Analysis of the factors affecting lymph node metastasis and the prognosis of rectal neuroendocrine tumors

Peng Li; Fan Wu; Hong Zhao; Lizhou Dou; Yang Wang; Chunguang Guo; Guiqi Wang; Dongbing Zhao

. 2015 Oct 1;8(10):13331–13338.

Analysis of the factors affecting lymph node metastasis and the prognosis of rectal neuroendocrine tumors

Peng Li ¹, Fan Wu ¹, Hong Zhao ¹, Lizhou Dou ¹, Yang Wang ¹, Chunguang Guo ¹, Guiqi Wang ¹, Dongbing Zhao ¹

PMCID: PMC4680482 PMID: 26722537

Abstract

Objective: To analyze the factors affecting lymph node metastasis and the prognosis of rectal neuroendocrine tumors after surgical treatment. Methods: A retrospective analysis was conducted using the clinical data from 156 cases of rectal neuroendocrine tumors during the period of January 1999 to December 2013. The Kaplan-Meier method was used to calculate the survival time, Cox regression analysis was performed for statistical analysis of clinicopathological factors that may be associated with lymph node metastasis and prognosis, and correlation analysis was carried out using binary logistic regression. Results: The overall 5-year survival rate of the entire group was 95.7%. Multivariate analysis showed that the depth of invasion was an independent prognostic factor (P < 0.001). The incidence of lymph node metastasis was 7.7% (12/156), and logistic regression analysis showed that lymph node metastasis was related to the depth of invasion (P = 0.003) and tumor diameter (P = 0.006). Conclusion: The surgical approach of rectal neuroendocrine tumors should be selected based on a comprehensive consideration of factors such as tumor size, depth of invasion and lymph node metastasis.

Keywords: Neuroendocrine tumors, rectal neuroendocrine, lymph node metastasis

Introduction

Originating from chromaffin-like cells, neuroendocrine tumors (NENs) are a type of tumor with neuroendocrine functions and malignant potential. The clinical manifestations of NENs are significantly heterogeneous depending on the disease site and endocrine function [1,2]. According to the US Surveillance, Epidemiology, and End Results (SEER) database, NEN incidence rose from 1.09/100,000 population per year in 1973 to 5.25/100,000 population per year in 2004 [3], and the incidence rate has increased annually [2]. Several large-scale epidemiological surveys have confirmed that NENs primarily occur in the digestive tract [4-6]. Differing from the European and American populations, studies based on populations in Taiwan and Japan revealed that the rectum is the most likely site of the digestive tract affected by NENs in Asian populations [7,8]. Similar to colorectal cancer, surgical resection is the standard treatment of NENs, but lymph node metastasis is an important factor affecting the choice between radical resection and local excision.
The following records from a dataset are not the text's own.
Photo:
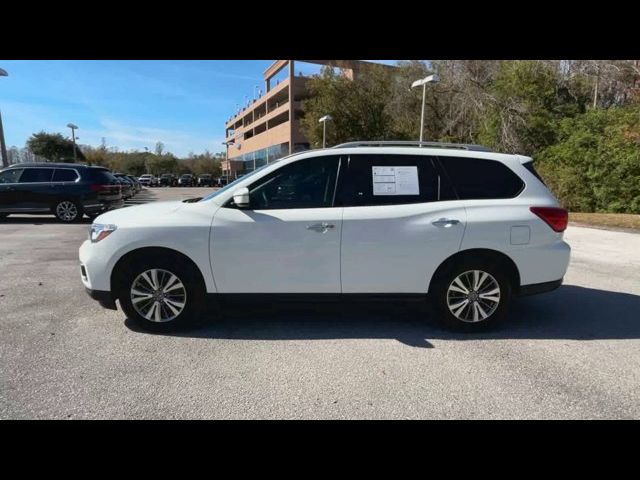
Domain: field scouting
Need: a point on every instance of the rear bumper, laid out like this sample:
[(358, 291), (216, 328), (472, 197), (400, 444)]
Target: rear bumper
[(105, 299), (536, 288)]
Therefore, the investigation of factors related to lymph node metastasis and prognosis has a great clinical significance for rectal NENs. The purposes of this study were to analyze the factors affecting lymph node metastasis and the prognosis of rectal neuroendocrine tumors after surgical treatment.

Patients and methods

The subjects were rectal NEN cases that received surgical treatment at the Chinese Academy of Medical Sciences Cancer Hospital during the period of January 1999 to December 2013. The study content included the clinical data of patients (including age, gender, tumor size, tumor stage and grade, and location), factors related to lymph node metastasis, and long-term survival and its related factors. A rectal NEN is defined as a NEN with the lower edge of the mass located within 15 cm from the anus. The tumor locations were determined preoperatively via examination using fingers or colonoscopy, and pathological confirmation was also obtained. The clinical and pathological data were obtained through medical records and databases. Pathological sections underwent immunohistochemical staining, and the Ki-67 index and mitotic images under high-power fields were also recorded. According to the seventh edition of the American Joint Committee on Cancer (AJCC) staging manual and pathological grading system of the World Health Organization 2010 criteria of tumors of the digestive system [9,10], we re-staged and graded the lesions. The study was conducted with the approval of the institutional ethics board of our institute.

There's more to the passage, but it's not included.